Beef Column: A closeout evaluation can help identify why a group of cattle did or did not make money.

Bill Halfman

July 27, 2020

3 Min Read
Young beef cattle eating at a feed bunk
CLOSEOUT TOOL: The Wisconsin Beef Information Center’s closeout tool is designed to make it easier for producers to complete a closeout for groups of stockers.alffoto/Getty Images

This coming fall, stocker calves will be brought in from pasture and either sold as heavy feeders or transitioned into the feedlot. After a group of stockers has been sold or transitioned, it is time to do a closeout evaluation to measure their performance. A closeout evaluation is a detailed description of a specific group or pen of cattle’s performance, including feed intake, death loss, revenue, expenses, and profit or loss. A closeout should be generated each time a group or pen of cattle is sold.

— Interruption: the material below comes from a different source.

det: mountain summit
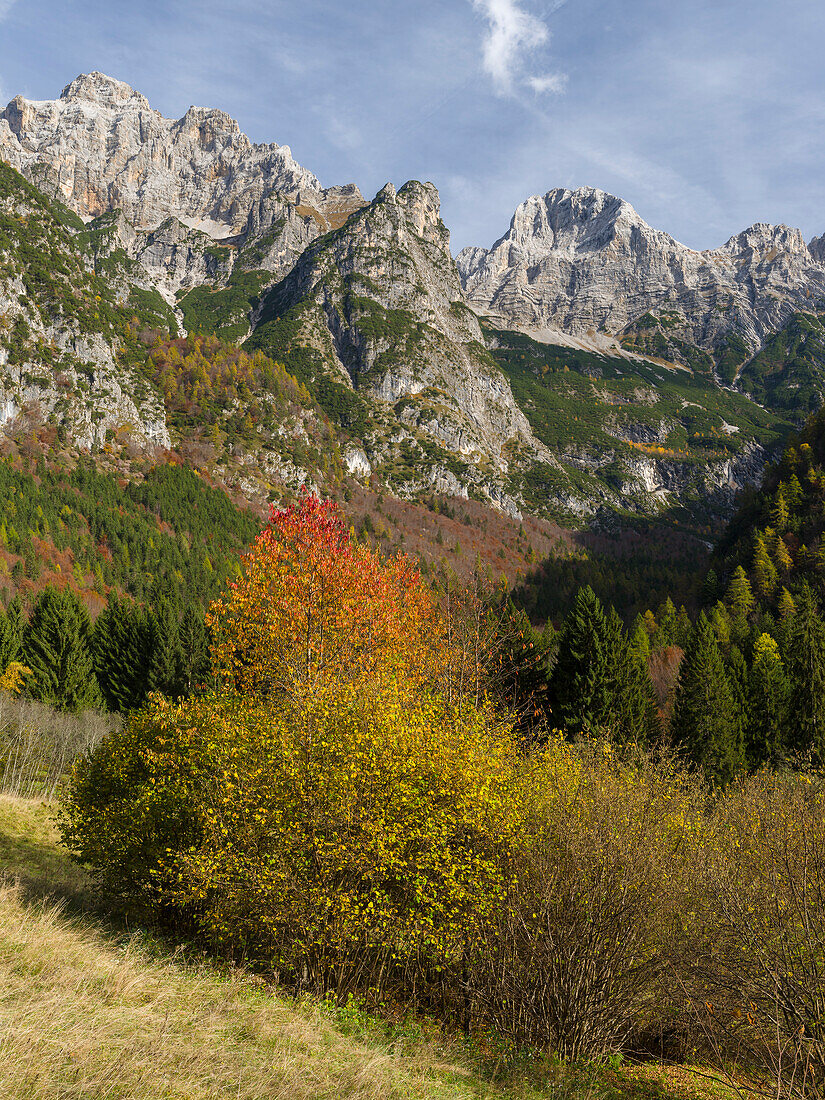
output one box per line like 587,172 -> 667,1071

A closeout accomplishes two important tasks: It helps to make sure all inputs and performance information are accounted for, and it provides a record for future reference. Farm operators are busy, and it is too easy to unintentionally forget or leave things out if you only work the math in your heads. It doesn’t have to be complicated. Templates are available to complete closeouts by pencil and paper, or with computer programs such as Excel.

Develop benchmarks

Closeouts are much more useful than just determining if a group of cattle made money or not. Over time, several closeouts from past groups of cattle can be used to develop a track record and benchmarks for your enterprise. This information can then be used to look at the overall strengths of your operation and opportunities for improvement.

In addition, your track record information can be used to make projections for your operation with greater confidence than using industry or regional averages.

The details in a correctly done closeout can help identify why a group did or did not make money. Did the group have higher pharmaceutical costs than your running average? Was their gain better or worse than your long-term average? Maybe the cattle did well, but repairs were greater than normal, or cattle had to be on drylot for an extended period.

Some years, markets or feed costs are detrimental to the group of cattle, and completing a closeout can identify what happened and what kind of changes could be made for future groups to address shortfalls.

Spreadsheet tool

To help beef producers complete a closeout, members of the University of Wisconsin-Madison Division of Extension Livestock Program recently developed an Excel spreadsheet closeout tool for stocker enterprises. 

The spreadsheet is set up to make calculations and an analysis based on user inputs. It calculates animal performance, including rate of gain, death loss, days owned and total pounds gained per head. Additionally, it calculates income and expenses for the entire group, as well as on a per-head basis, per-hundredweight-of-gain basis and per-acre basis.

The spreadsheet tool is set up in sections to help itemize expenses. The expense sections include fencing and pasture costs, purchased and homegrown feed, veterinary and pharmaceutical costs, machinery and equipment costs, and labor costs. It also has a detailed summary page and a condensed one-page summary that can be printed out.

This closeout tool is available from the Wisconsin Beef Information Center on the Decision Tools and Software page.

Halfman is the Extension agriculture agent in Monroe County, Wis. This column is provided by the University of Wisconsin-Extension’s Wisconsin Beef Information Center.